Hemodynamic characteristics of the right ventricle following gradient pulmonary artery banding in rats

Abstract

Right ventricle/ventricular (RV) failure induced by sustained pressure overload is a major contributor to morbidity and mortality in several cardiopulmonary disorders. Reliable and reproducible animal models of RV failure are crucial for investigating disease mechanisms and the effects of potential therapeutic strategies. In the present study, in order to establish a rat model of acute RV failure, the hemodynamic characteristics of the RV and the carotid artery in rats with varying degrees of pulmonary artery banding (PAB) were analyzed.
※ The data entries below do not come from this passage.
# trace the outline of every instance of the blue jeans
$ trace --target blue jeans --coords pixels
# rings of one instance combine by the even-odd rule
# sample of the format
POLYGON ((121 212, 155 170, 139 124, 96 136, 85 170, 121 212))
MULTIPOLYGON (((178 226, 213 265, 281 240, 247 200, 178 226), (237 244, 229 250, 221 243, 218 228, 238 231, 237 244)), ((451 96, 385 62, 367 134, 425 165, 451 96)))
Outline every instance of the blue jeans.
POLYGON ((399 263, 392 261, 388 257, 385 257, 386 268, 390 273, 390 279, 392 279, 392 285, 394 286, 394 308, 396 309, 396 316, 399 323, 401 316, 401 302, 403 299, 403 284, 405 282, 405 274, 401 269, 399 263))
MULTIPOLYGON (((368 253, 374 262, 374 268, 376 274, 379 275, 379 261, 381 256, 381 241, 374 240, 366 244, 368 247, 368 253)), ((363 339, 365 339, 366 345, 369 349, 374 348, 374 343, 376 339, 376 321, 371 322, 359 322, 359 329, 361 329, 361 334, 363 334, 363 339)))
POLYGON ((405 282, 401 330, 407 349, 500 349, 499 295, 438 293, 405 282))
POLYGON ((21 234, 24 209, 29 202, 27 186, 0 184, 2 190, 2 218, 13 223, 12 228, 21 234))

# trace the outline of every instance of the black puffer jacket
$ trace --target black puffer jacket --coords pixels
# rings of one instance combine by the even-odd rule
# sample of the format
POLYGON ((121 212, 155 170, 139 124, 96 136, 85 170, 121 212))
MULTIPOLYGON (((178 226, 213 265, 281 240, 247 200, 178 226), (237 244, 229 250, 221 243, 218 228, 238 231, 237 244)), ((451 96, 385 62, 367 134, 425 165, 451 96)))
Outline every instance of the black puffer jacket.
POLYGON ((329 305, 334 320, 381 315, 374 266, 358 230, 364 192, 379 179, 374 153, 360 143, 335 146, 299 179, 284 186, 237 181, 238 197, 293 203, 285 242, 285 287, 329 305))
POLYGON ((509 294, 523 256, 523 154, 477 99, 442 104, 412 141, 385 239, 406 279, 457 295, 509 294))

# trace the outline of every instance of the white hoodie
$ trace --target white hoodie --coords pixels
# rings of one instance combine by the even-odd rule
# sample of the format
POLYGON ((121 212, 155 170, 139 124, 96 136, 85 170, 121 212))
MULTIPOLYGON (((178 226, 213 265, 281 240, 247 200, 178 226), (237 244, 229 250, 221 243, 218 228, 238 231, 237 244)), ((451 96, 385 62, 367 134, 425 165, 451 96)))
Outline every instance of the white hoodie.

For this purpose, rats were divided into 6 groups as follows: The control (0%), PAB (1‑30%), PAB (31‑60%), PAB (61‑70%), PAB (71‑80%), or PAB (100%). RV pressure (RVP) was measured using right heart catheterization when the pulmonary artery was ligated. The results revealed that the RVP gradually increased with the increasing degrees of banding; however, when the occlusion level exceeded 70%, a high‑pressure state was only maintained for a few minutes or seconds, and the RVP then rapidly declined to below normal pressure levels, which was particularly evident in the PAB (100%) group. On the whole, the present study demonstrates that RVP responds differently to changes in the occlusion level, and that >70% ligation is a successful model of acute right heart failure. These results may have important implications for therapeutic strategies to prevent acute right heart failure.